This is the anti-silo architecture. Marketing's research connects to Operations' research connects to Finance's research — through shared entities and data sources, not departmental boundaries.
Using the graph
- Click a hypothesis in the right panel to filter the graph to its connected nodes
- Shift+click nodes to multi-select and ask about relationships
- Search to find specific entities by name
- Hover to see node labels and types
- The graph polls every 15 seconds — new nodes appear as agents work
Report Delivery
Research is only useful if it reaches the people who make decisions. Lomita delivers reports to email, Slack, and any webhook endpoint.
Delivering a report
From the chat
With a hypothesis selected, say:
Deliver this report to [email protected]
Send this to our Slack channel
(Provide the Slack webhook URL when asked)
From your AI agent
deliver(email: "[email protected]", hypothesis_id: "abc-123")
deliver(webhook_url: "https://hooks.slack.com/services/...", hypothesis_id: "abc-123")

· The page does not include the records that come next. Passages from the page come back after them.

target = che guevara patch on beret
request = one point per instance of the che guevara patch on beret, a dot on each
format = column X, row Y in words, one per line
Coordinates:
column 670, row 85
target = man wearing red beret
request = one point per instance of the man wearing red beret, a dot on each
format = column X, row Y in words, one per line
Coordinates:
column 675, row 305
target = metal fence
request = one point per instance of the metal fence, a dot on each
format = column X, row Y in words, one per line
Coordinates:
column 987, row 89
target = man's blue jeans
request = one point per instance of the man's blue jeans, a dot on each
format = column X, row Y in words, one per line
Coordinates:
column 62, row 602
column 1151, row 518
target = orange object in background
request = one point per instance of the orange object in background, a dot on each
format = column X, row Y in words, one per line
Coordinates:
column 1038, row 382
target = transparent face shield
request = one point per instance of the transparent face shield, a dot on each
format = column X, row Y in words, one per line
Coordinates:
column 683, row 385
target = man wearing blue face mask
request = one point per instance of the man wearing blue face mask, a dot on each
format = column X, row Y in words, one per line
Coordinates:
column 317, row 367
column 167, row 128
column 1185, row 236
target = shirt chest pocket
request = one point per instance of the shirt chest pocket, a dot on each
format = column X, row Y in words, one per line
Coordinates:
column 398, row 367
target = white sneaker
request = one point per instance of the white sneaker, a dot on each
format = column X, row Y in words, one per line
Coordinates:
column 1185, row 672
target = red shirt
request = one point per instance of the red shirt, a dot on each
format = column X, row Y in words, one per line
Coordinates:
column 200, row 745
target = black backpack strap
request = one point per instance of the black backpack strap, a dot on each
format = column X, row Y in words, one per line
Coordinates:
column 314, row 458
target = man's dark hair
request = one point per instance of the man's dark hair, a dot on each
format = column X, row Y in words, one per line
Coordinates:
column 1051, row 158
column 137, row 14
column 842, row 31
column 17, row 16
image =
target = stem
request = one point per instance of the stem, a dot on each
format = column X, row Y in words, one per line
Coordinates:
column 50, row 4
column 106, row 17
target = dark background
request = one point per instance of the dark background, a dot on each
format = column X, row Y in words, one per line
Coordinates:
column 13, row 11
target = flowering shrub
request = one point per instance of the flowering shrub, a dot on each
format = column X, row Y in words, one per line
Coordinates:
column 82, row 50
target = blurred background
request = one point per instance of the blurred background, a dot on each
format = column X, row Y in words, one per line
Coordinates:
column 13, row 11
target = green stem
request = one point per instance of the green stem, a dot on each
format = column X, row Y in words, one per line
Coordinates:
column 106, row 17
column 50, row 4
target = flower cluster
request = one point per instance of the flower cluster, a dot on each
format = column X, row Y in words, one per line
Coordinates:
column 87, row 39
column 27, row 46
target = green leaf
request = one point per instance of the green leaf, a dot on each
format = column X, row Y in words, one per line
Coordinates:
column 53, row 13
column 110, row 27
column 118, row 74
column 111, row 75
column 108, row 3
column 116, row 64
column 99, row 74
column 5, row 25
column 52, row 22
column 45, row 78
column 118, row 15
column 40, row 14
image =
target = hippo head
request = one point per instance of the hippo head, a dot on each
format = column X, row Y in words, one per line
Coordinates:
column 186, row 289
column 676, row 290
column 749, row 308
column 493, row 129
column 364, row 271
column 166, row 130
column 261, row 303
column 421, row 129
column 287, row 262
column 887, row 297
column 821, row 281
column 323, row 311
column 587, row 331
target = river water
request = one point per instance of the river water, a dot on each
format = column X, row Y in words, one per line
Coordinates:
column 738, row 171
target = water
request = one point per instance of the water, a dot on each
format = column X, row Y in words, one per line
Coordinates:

Without specifying a hypothesis
If you don't specify a hypothesis ID, Lomita delivers the most recently completed report.
Supported channels
| Channel | How to use | Format |
|---|---|---|
| Provide email address(es) | HTML email with executive summary and "View Full Report" link | |
| Slack | Provide webhook URL | Block Kit message with findings, status badge, and report link |
| Discord | Provide webhook URL | Rich embed with color-coded status |
| Microsoft Teams | Provide webhook URL | MessageCard with action button |
| Generic webhook | Provide any URL | JSON POST with X-Lomita-Signature (HMAC-SHA256) |
Auto-delivery
When research completes, the Research Narrator automatically delivers the report to the account email on file. You don't need to ask — it arrives in your inbox.
Viewing reports
Reports are also stored in your research repository:
https://YOUR-INSTANCE-git.lomita.io/lomita/research
Click View Report on any hypothesis in the dashboard or explore page to go directly to the report.
Report format
Every report follows the same structure:
- Question — the original hypothesis in plain language
- Answer — 1-2 sentence verdict with key numbers
- Key Findings — table of results with confidence levels
- Data Sources — what data was used, date ranges, observation counts
- Methodology — statistical methods, sample sizes, confidence intervals
- Limitations — caveats and data quality notes
- Recommendation — actionable next step based on findings
Continuous Monitoring
Set a hypothesis to re-analyze on a schedule. Get alerts when correlations shift, trends reverse, or your data signals change.
Setting up monitoring
From the chat
Monitor this weekly and send updates to [email protected]
From your AI agent
monitor(hypothesis_id: "abc-123", frequency: "weekly")
How it works
- You enable monitoring on a completed hypothesis
- On schedule (daily, weekly, or monthly), the Pipeline Monitor agent checks for due hypotheses
- The agent team re-runs the analysis against the latest data
- A delta report is generated: what changed, what stayed the same
- The report is delivered to all configured channels (email, Slack, webhook)
What you receive
When nothing changed
MONITORING UPDATE: STABLE
Your hypothesis "Do interest rates affect mortgage applications?"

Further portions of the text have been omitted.